SAP and EMC share approximately 4,000 joint customers, a not surprising figure given the global footprint of both vendors. In working with SAP and other partners, EMC sees companies, regardless of vertical market, wrestling with storage management issues in three ways. They are either: consolidating and creating a tiered storage management infrastructure; taking an application-specific approach by backing up and archiving key data, such as e-mail; or embracing an enterprise-wide approach by building data classes and creating automatic migration policies.
Many manufacturers whose livelihood revolves around ERP applications are beginning to embrace a tiered infrastructure, Jenkins says. "Automotive has been on this journey for some time ... and is deep into the application part of ILM." Pharmaceuticals companies that need to manage wads of unstructured data and documents see a tiered storage approach as helping ensure regulatory compliance when seeking to meet inflexible bureaucratic requirements, he notes.
The consultative offering will be critical in this pursuit and is modeled around
SAP America services, notes Paul Brown, EMC's senior director of alliances. "Service offerings are designed to get [ILM] deployed more quickly," Jenkins adds. "[And] span the lifecycle."
The services are also helpful when SAP customers begin migrating from R/3 to mySAP ERP and incorporate NetWeaver in creating Web services built around a service-oriented architecture, Jenkins notes. The client will tap SAP to lead the engagement and bring together team members with appropriate skills. "This gives customers one face rather than having to coordinate 27 people," Brown explains.
This could be of use to Rohm and Haas, which is still evaluating mySAP ERP and is taking time to assess the architectural opportunities afforded by NetWeaver. Meanwhile, it continues to leverage EMC in creating a tiered storage architecture that covers enterprise operations, including disaster recovery.
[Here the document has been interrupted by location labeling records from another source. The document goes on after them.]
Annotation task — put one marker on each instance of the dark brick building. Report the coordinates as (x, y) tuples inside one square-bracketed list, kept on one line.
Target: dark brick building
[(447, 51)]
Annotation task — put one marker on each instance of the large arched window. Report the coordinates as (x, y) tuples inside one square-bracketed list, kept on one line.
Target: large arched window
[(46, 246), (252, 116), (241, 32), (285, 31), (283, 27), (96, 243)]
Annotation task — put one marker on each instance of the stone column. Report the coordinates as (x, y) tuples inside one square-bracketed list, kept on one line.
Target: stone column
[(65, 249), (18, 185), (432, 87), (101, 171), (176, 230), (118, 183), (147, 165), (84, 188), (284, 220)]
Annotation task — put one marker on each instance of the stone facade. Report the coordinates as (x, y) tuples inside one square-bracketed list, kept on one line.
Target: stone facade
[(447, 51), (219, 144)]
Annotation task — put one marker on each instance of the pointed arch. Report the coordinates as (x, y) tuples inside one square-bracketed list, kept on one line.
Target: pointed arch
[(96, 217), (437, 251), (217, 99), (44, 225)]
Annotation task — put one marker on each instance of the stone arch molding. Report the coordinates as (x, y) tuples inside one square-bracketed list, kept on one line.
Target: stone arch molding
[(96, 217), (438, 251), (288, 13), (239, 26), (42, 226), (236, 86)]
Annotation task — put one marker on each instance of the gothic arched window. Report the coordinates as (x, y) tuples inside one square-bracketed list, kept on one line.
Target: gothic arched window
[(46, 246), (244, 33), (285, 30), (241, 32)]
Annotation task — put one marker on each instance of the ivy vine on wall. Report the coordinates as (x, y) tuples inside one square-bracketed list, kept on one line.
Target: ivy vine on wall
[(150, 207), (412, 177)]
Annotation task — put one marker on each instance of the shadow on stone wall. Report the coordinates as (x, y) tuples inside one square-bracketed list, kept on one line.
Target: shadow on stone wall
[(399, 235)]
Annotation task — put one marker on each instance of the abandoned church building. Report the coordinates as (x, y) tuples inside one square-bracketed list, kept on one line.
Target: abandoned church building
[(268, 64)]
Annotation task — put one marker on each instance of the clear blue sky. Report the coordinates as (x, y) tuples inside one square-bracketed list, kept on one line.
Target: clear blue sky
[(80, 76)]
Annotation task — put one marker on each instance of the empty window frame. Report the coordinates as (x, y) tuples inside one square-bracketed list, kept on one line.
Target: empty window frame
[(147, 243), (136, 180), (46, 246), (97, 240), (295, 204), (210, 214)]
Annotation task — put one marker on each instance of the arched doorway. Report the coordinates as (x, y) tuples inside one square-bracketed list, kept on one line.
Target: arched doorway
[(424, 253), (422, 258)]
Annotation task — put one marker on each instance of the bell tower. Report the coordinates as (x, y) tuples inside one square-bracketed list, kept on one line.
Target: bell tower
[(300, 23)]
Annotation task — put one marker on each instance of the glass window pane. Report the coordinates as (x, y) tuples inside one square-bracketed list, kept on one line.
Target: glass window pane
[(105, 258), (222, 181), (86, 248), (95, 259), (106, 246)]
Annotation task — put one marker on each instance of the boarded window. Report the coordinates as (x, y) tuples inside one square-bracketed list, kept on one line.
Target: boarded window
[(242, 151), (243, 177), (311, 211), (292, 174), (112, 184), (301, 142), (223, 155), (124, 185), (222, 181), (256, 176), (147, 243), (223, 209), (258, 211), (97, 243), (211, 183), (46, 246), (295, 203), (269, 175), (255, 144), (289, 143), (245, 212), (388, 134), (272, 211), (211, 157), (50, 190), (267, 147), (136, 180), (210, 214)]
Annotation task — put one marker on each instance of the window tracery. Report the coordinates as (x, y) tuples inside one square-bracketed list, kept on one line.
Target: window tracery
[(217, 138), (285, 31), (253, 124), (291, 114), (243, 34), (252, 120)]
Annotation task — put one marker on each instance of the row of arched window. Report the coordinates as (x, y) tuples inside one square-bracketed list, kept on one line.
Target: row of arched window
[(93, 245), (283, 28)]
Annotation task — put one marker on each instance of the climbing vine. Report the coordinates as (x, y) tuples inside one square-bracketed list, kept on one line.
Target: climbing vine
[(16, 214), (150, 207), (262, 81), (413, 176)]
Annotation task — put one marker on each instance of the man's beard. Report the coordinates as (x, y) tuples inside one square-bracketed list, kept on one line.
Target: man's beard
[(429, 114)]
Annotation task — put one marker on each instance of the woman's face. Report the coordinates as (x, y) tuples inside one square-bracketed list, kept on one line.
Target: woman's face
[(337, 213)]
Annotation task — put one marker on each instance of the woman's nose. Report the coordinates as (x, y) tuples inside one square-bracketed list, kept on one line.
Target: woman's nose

Today, all of Rohm and Haas' data is stored on a mix of premium and low-cost EMC storage subsystems -- some of it online, the rest archived offline -- to balance total cost of ownership with accessibility, says Joe Mammarella, ERP IT technology support. Like other companies that have experienced data storage bloat, Rohm and Haas has recently begun to rely more heavily on archiving (Gartner Inc. research estimates that 70% to 90% storage growth is not uncommon).
"It helps a little, but does not take a huge chunk out of growth," Mammarella says, noting that large-scale enterprise shops can no longer count on storage costs dropping 40% a year to help balance out their data management expense lines. "We've been told that will stop ... costs came down so quickly that [vendors] have leveraged a lot of their ability to use cheaper storage and increase productivity."
As storage vendors hit the proverbial cost-per-gigabyte wall, the onus shifts to SAP and EMC to develop solutions that ease upgrades and enable more robust archiving. Still, the two vendors have much work to do to turn concepts such as ILM and ESA into reality and to educate manufacturers on the necessity of lifecycle storage management concepts, beyond the early adopters.
"This isn't just a marketing relationship, but a robust engineering relationship with SAP still having some very heavy lifting to do," Hurley concludes.